Кирюша очень заботится о своём здоровье, регулярно ходит в спортзал и играет в футбол. Кроме того, он – большой интеллектуал, много читает и ему непременно, как можно быстрее, хочется поделиться с близкими ему людьми всем новым и необычным. Он придает решающее значение тому, что его окружает, поэтому с особым интересом относится к сложившейся политической ситуации в стране. Почти все его друзья детства разъехались – кто в Москву, а кто – эмигрировал. Он не задумывался об отъезде, ему было интересно жить и в «лихие» девяностые.
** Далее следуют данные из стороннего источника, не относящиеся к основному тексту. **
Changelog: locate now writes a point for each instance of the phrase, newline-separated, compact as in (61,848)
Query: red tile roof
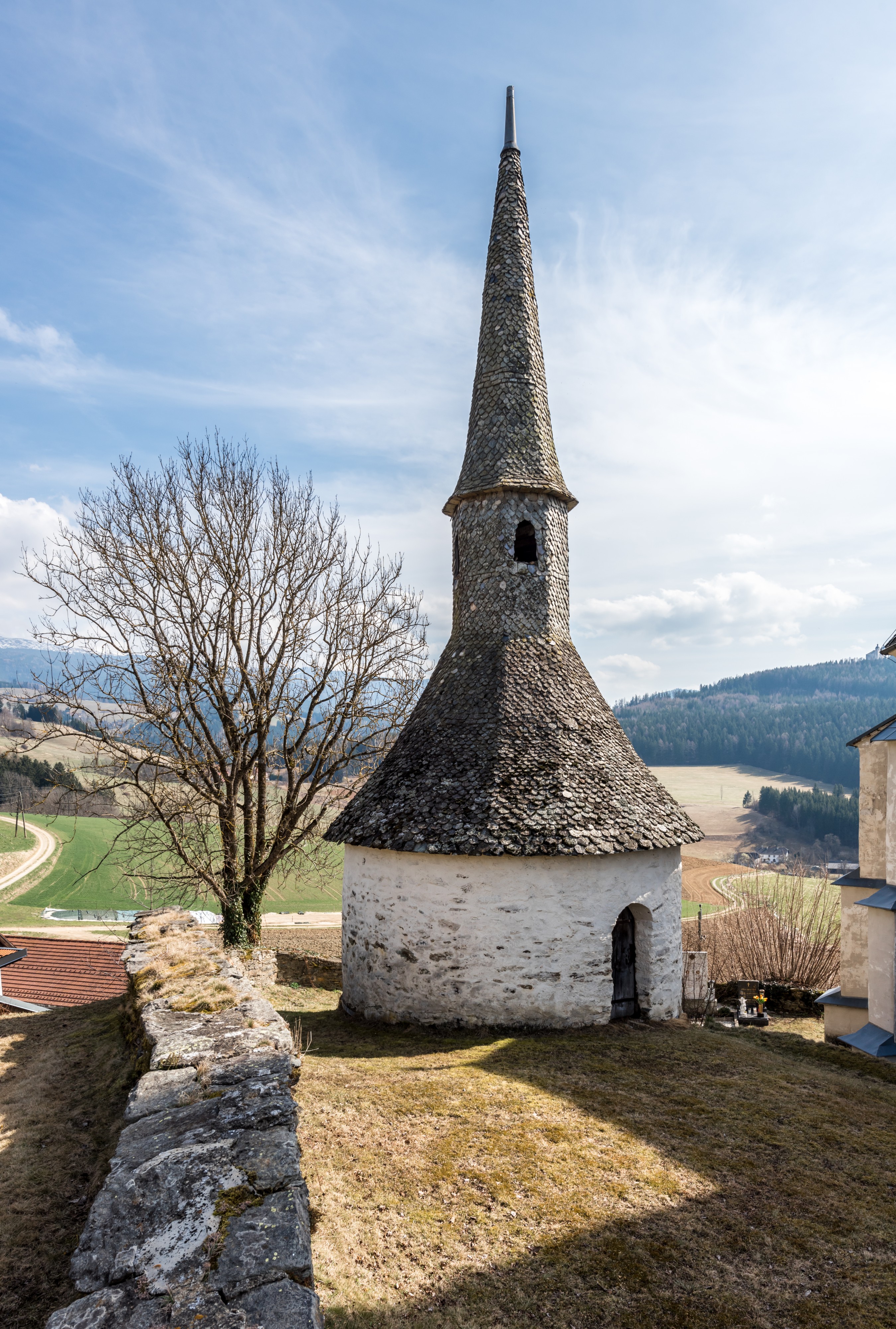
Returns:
(64,973)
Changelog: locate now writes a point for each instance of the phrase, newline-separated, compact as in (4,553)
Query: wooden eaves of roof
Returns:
(872,732)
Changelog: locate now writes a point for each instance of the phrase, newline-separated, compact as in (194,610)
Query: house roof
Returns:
(875,732)
(58,972)
(883,899)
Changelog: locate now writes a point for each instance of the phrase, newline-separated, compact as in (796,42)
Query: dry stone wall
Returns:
(204,1218)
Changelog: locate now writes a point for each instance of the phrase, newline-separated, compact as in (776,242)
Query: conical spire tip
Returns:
(510,122)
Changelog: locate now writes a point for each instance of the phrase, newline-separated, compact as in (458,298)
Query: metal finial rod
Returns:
(510,122)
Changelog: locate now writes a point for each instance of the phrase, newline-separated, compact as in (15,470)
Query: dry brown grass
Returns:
(631,1176)
(188,977)
(325,943)
(64,1078)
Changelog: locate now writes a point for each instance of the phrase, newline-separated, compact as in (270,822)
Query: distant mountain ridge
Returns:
(795,720)
(21,660)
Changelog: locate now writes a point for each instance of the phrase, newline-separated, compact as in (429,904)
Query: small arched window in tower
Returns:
(524,546)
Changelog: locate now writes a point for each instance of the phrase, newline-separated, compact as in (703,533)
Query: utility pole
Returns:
(21,809)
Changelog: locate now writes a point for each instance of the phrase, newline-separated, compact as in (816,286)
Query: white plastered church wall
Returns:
(482,940)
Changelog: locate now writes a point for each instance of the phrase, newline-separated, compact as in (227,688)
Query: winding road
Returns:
(41,854)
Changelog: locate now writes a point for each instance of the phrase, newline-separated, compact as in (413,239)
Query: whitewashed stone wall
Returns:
(482,940)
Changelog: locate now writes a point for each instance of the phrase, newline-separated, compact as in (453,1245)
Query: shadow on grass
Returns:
(791,1140)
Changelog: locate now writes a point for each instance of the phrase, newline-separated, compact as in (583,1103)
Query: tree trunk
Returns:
(234,926)
(253,912)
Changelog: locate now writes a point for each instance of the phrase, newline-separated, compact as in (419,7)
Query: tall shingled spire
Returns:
(510,442)
(512,749)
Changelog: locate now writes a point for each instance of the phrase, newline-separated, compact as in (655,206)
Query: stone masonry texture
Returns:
(204,1218)
(512,748)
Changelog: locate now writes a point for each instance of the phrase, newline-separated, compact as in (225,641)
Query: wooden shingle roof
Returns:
(58,972)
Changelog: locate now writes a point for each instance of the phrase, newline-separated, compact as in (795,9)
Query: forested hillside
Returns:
(797,721)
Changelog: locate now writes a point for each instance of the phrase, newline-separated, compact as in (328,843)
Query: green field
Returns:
(80,879)
(690,907)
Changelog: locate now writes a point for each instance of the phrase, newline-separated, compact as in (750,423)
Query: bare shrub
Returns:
(782,930)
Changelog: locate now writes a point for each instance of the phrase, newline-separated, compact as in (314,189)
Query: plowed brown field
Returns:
(697,880)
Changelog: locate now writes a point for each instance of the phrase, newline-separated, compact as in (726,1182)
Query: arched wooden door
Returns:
(625,995)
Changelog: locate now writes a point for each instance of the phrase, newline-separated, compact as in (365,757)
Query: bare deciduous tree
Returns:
(215,627)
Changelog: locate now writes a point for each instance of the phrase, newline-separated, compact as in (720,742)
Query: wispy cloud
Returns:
(23,522)
(742,607)
(45,357)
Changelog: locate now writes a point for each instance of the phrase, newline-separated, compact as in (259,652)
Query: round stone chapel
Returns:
(512,861)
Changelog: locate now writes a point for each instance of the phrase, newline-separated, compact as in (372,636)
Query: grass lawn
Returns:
(87,841)
(631,1176)
(64,1080)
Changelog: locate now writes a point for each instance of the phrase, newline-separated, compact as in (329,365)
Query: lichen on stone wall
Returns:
(204,1217)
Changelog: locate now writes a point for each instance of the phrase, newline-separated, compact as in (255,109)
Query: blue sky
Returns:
(272,220)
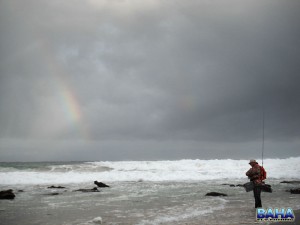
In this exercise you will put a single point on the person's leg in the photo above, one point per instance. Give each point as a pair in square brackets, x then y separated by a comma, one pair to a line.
[257, 191]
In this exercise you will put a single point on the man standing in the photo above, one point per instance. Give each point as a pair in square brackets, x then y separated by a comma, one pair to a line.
[255, 176]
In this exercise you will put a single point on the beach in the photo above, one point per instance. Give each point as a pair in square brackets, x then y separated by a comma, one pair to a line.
[136, 199]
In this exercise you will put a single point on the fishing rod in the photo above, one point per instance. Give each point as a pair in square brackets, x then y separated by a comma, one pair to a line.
[263, 139]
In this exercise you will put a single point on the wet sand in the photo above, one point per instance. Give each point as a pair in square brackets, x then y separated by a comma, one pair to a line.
[296, 222]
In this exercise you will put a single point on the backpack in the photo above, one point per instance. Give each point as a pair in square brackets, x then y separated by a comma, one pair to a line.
[263, 173]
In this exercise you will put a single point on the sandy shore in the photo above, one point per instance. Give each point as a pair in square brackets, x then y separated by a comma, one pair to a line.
[296, 222]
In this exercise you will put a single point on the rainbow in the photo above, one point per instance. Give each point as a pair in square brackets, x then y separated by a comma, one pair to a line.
[65, 94]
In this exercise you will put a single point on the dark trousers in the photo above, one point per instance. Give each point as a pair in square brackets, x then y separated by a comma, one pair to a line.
[256, 192]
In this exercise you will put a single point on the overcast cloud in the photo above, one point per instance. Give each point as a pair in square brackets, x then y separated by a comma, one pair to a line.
[130, 79]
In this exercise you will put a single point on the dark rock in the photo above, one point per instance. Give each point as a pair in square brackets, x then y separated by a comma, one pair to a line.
[7, 194]
[59, 187]
[295, 191]
[100, 184]
[215, 194]
[230, 185]
[88, 190]
[53, 194]
[290, 182]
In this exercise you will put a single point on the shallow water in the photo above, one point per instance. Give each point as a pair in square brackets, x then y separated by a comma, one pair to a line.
[144, 202]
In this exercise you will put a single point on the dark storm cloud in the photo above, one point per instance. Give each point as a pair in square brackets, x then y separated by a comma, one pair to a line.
[197, 72]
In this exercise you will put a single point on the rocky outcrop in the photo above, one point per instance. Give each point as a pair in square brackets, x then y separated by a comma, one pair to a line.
[230, 185]
[58, 187]
[88, 190]
[215, 194]
[290, 182]
[100, 184]
[295, 191]
[7, 194]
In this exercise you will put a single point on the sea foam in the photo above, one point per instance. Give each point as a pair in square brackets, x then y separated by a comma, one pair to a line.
[179, 170]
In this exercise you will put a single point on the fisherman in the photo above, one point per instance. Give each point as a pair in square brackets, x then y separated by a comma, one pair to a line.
[254, 174]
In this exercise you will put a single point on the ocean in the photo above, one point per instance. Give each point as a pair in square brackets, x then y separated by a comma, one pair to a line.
[141, 192]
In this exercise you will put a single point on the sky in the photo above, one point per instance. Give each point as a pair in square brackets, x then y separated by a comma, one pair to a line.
[149, 80]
Сначала Кирюша, как большинство интеллигенции, разделял мнения либералов, но к нулевым годам разочаровался и иначе, как «либерастами» их не называл. Я не понимала его восхищения «экономическим гением» Гайдара и увлечения стихами Быкова, которые печатались почти каждый день в либеральной прессе, которую он читал взахлёб вместе с другом Борисом. Кирюша всегда ставил ударение в его имени на первом слоге. Прибегая ко мне, Кирюша цитировал Быкова, призывая оценить его юмор. Стихи Быкова на злобу дня мне казались графоманскими и парадоксальными, из которых порой трудно понять, что имеет ввиду автор. Мне не нравится Быков, прежде всего за то, что он не любит страну, в которой родился и живёт, и радуется её проблемам. Я, по меньшей мере, недоумеваю по поводу многих решений нашей власти, но мне не приходит в голову хаять Россию и трудно согласиться с определением Быкова нашей государственной политики, как «разрешение быть плохими, которое негласно даётся подданным». 1 1 1 Газета «Собеседник», N 44, 2017 г.
Быков публично поддерживает самые одиозные фигуры общества, даже душевнобольного Родченкова, приносящих много вреда стране. Мне интересно, почему эти либералы, поносящие всё и вся, не свалят за рубеж. По крайней мере, это было бы логично.